= Cultural depictions of the Anarchy =

Cultural depictions of the Anarchy, a long-running civil war in England between 1135 and 1153, has furnished the background of some major fictional portrayals. These include:

- Charles Macfarlane's novel A Legend of Reading Abbey (1845) is an early novel about the conflict.
- George Shipway's novel Knight in Anarchy (1969) centres on a knight sworn to Geoffrey de Mandeville as he tries to gain power in the Anarchy.
- Cecelia Holland's The Earl, also published as Hammer for Princes (1971), gives a vivid description of the last year of the struggle, Prince Henry's invasion of England and his eventual recognition as King Stephen's heir.
- Graham Shelby's 1972 novel The Oath and the Sword ( The Villains of the Piece), focuses on Empress Matilda's faithful supporter Brien FitzCount, Lord of Wallingford, through the years of the Anarchy.
- Jean Plaidy's Passionate Enemies (c. 1976) from her multi-volume treatment of the British monarchy, captures the mood of the period and the personalities of Matilda and Stephen.
- Ellis Peters set her series of Brother Cadfael books (published 1977–1994) against the background of the Anarchy.
- The 1978 BBC production The Devil's Crown opens with a scene depicting the Treaty of Wallingford.
- Diana Norman's novel Morning Gift (published in 1985) follows the trials of a Norman noblewoman as she struggles to keep safe her lands, her young son, and her people during the period of the Anarchy.
- Ken Follett's novel The Pillars of the Earth (published in 1989) is set during this time, and was adapted to an eight-part TV miniseries debuting in the U.S. on Starz and Canada on The Movie Network/Movie Central on July 23, 2010. It premiered in the UK on Channel 4, October 16, 2010, and on CBC Television January 8, 2011. The book's plot is less concerned with the war as such, and more with how the weakening of Royal authority gave a free hand to various aristocrats, such as the book's particularly rapacious Earl.
- Sharon Kay Penman's 750-page novel When Christ and His Saints Slept (published in 1995) gives a comprehensive and informative view of the entire power struggle.

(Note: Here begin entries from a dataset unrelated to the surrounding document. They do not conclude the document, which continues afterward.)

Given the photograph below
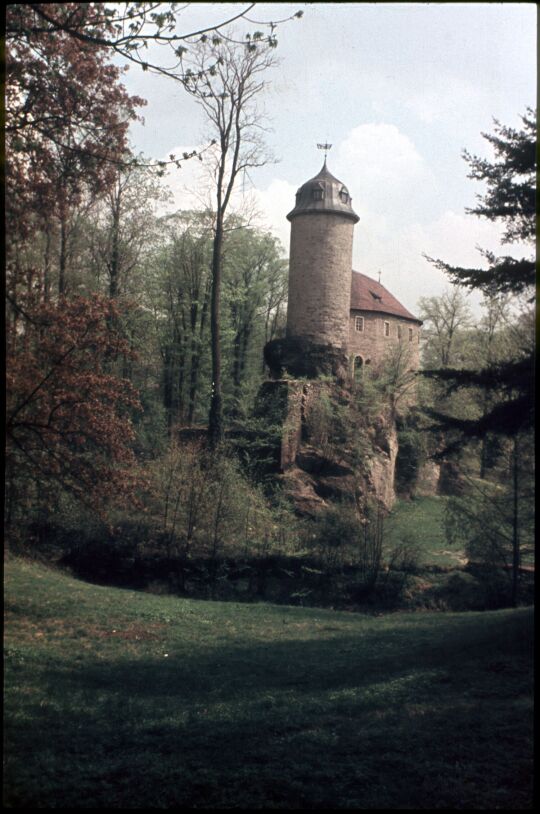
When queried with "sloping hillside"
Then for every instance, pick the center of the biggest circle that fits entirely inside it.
(116, 698)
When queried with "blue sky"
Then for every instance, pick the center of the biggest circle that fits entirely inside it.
(399, 89)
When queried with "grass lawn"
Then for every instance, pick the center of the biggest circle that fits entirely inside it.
(422, 522)
(121, 699)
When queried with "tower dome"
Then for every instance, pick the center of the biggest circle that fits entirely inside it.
(320, 262)
(323, 193)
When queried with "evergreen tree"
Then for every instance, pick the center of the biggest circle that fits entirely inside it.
(510, 200)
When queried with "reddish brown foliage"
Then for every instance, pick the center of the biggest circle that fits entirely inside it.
(68, 414)
(67, 115)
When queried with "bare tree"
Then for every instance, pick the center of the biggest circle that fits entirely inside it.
(228, 95)
(444, 318)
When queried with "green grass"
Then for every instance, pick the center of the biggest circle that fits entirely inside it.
(120, 699)
(422, 522)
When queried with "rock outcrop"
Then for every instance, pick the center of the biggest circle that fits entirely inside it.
(314, 470)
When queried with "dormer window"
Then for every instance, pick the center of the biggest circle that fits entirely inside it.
(317, 192)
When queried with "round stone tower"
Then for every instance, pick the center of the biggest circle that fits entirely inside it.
(320, 269)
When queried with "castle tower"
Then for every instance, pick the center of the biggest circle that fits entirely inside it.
(320, 270)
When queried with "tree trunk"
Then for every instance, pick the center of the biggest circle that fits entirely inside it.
(515, 522)
(63, 257)
(215, 418)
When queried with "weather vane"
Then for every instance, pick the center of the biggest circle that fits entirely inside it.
(324, 147)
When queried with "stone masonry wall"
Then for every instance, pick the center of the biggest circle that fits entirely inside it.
(320, 278)
(372, 344)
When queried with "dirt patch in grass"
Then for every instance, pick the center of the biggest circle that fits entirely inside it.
(25, 629)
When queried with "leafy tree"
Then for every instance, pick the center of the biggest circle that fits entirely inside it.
(68, 418)
(445, 319)
(255, 285)
(128, 28)
(228, 95)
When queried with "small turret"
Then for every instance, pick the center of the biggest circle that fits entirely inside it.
(322, 224)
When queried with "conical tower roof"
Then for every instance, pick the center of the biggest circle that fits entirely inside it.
(323, 193)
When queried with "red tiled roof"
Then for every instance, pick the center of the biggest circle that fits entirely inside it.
(369, 295)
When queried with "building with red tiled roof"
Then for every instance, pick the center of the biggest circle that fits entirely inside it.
(330, 306)
(379, 323)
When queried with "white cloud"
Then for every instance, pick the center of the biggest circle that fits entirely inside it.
(274, 203)
(380, 166)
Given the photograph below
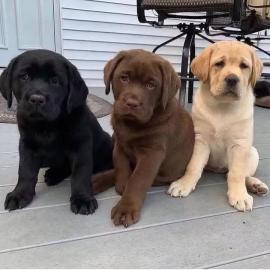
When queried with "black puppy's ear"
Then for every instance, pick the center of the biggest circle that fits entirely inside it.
(6, 82)
(170, 82)
(110, 68)
(78, 90)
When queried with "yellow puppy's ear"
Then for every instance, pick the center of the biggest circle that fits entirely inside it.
(170, 82)
(200, 65)
(110, 68)
(257, 67)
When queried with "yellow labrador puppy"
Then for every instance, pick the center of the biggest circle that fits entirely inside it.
(223, 118)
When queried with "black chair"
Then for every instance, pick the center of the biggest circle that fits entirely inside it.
(220, 17)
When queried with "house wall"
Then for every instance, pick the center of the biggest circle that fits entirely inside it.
(94, 31)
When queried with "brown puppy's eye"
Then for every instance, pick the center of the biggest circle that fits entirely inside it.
(54, 80)
(25, 77)
(124, 78)
(220, 64)
(150, 86)
(243, 66)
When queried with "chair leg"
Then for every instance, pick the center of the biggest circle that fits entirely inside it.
(191, 76)
(184, 66)
(167, 42)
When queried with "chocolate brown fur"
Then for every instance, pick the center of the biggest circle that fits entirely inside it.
(153, 134)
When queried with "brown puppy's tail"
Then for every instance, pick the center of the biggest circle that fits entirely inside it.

- The Anarchy is depicted in the 2011 Elizabeth Chadwick novel about Empress Matilda, Lady of the English.
- Elizabeth Chadwick's A Place Beyond Courage (published 2008, Sphere) is set during the Anarchy, focusing on the life of John FitzGilbert the Marshal. Her most recent novel The Lady of the English focuses on Matilda and on Henry's young wife Adeliza.
- The Anarchy is the background for the historical novel Winter Siege (2014) by Ariana Franklin and Samantha Norman.

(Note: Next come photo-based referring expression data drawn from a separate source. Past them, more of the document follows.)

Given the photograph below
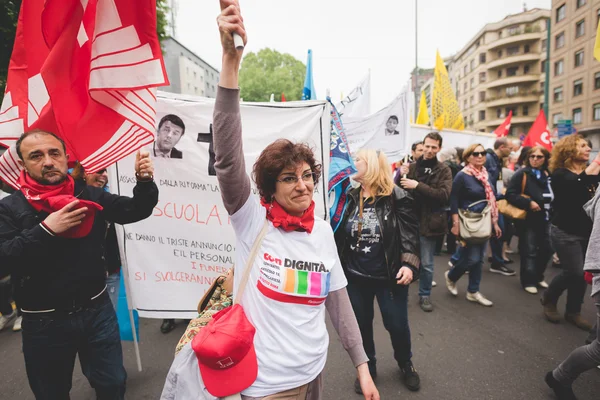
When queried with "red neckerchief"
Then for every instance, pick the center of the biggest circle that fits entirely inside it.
(281, 219)
(51, 198)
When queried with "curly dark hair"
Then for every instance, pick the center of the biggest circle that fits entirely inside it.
(277, 156)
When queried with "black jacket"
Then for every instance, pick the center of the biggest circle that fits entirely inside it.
(51, 272)
(399, 230)
(533, 188)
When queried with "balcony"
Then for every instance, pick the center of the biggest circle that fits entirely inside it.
(532, 96)
(514, 120)
(512, 80)
(514, 59)
(516, 39)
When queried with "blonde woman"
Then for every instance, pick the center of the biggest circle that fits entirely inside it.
(377, 244)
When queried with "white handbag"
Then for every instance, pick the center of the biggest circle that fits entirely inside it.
(476, 227)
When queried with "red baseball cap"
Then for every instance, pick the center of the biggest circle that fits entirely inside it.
(225, 352)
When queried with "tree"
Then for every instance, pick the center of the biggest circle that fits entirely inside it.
(9, 14)
(269, 71)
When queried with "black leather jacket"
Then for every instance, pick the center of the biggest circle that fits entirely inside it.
(399, 230)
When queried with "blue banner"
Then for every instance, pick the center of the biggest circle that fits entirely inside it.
(341, 167)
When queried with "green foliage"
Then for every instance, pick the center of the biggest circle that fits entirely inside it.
(269, 71)
(9, 14)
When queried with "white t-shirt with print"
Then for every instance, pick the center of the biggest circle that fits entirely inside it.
(284, 298)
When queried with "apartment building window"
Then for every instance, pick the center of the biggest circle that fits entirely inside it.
(577, 115)
(556, 118)
(580, 28)
(512, 90)
(578, 87)
(579, 58)
(511, 51)
(561, 13)
(559, 67)
(558, 94)
(560, 40)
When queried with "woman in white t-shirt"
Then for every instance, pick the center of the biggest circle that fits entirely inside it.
(297, 274)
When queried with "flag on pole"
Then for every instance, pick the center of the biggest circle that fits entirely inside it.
(445, 111)
(423, 116)
(341, 167)
(308, 92)
(539, 134)
(504, 129)
(79, 62)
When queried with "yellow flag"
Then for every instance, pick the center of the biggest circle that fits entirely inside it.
(597, 46)
(445, 111)
(423, 117)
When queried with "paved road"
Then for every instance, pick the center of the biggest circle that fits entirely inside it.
(461, 350)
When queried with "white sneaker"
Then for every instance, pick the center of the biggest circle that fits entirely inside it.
(451, 285)
(479, 298)
(531, 289)
(17, 325)
(5, 320)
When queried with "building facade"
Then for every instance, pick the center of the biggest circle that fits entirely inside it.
(574, 73)
(188, 73)
(501, 70)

- Doppelgangster's The Anarchy (1138-53) by Tobias Manderson-Galvin and Kerith Manderson-Galvin (2025, KXT-On-Broadway and Theatre Works) is a postdramatic experimental theatre work set in a walk-through guide to an eponymous video game set during the Anarchy

Additionally, the Anarchy is the inspiration for the fictional civil war called ‘the Dance of the Dragons’ between princess Rhaenyra Targaryen and her half-brother King Aegon II Targaryen, depicted in George R. R. Martin's novella The Princess and the Queen (published 2013 in the anthology Dangerous Women) and fictional history book Fire & Blood. It is set in the same universe as his fantasy novel series A Song of Ice and Fire. The Dance was adapted into the HBO series House of the Dragon (2022).